Questions to ask the HR contact

This is often one of the first interviews you will have for a job opening. The human resources contact is designed to weed through candidates based on experience and personality. Their questions will typically stick to your background and your behavior, not necessarily strategy, tactical execution or prior accomplishments. Questions directed at an HR contact should be similar in nature.

  1. What is the office culture?
  2. What type of personality would fit well with this team?
  3. Why is the position open?

Questions to ask the hiring manager

This is your future boss and you want to show you’re qualified for the position while also understanding if the two of you will mesh well. The people you work with on a daily basis can make or break your career happiness, so this is just as much an evaluation of your future employer as it is an evaluation of you.

  1. How do you measure success? 
  2. What is the most important thing you’d like me to accomplish in the first 30, 60 and 90 days of employment? 
  3. What is your management style? 
  4. How can my skills best help the team?

Questions to ask potential colleagues

You may not always have the opportunity to speak with employees or team members, but if you do you want to get an insider’s look at the team and management.
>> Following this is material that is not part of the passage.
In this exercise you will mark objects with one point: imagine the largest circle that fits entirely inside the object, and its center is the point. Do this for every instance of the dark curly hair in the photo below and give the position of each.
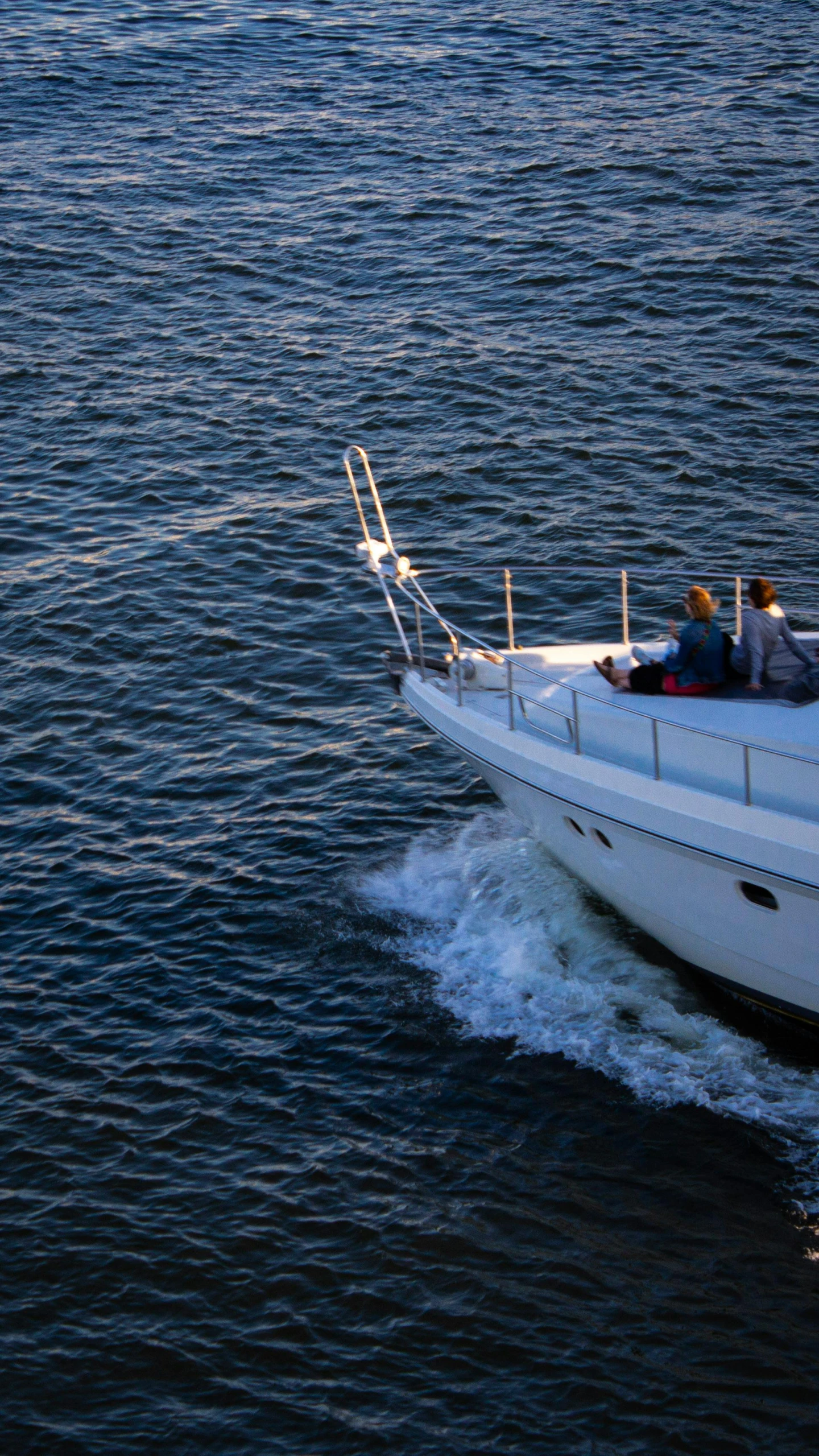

Be candid, conversational and friendly.

  1. What is your favorite thing about working here? 
  2. Can you describe a time you didn’t meet the boss’s expectations. How did he or she react? 
  3. Do you have any advice for me regarding the role, team dynamics, or company?

Whether you’re interviewing with an HR professional, the hiring manager or a potential team member, you want to make sure you are asking questions of them as well. Not having any questions can hinder your chances of being hired, but you’ll also have missed an opportunity to make sure the position and team are right for you.

After all, finding a new job isn’t just about a change or a pay increase; you want to be happy at work too. Take time during each and every interview to ask your interviewer these questions.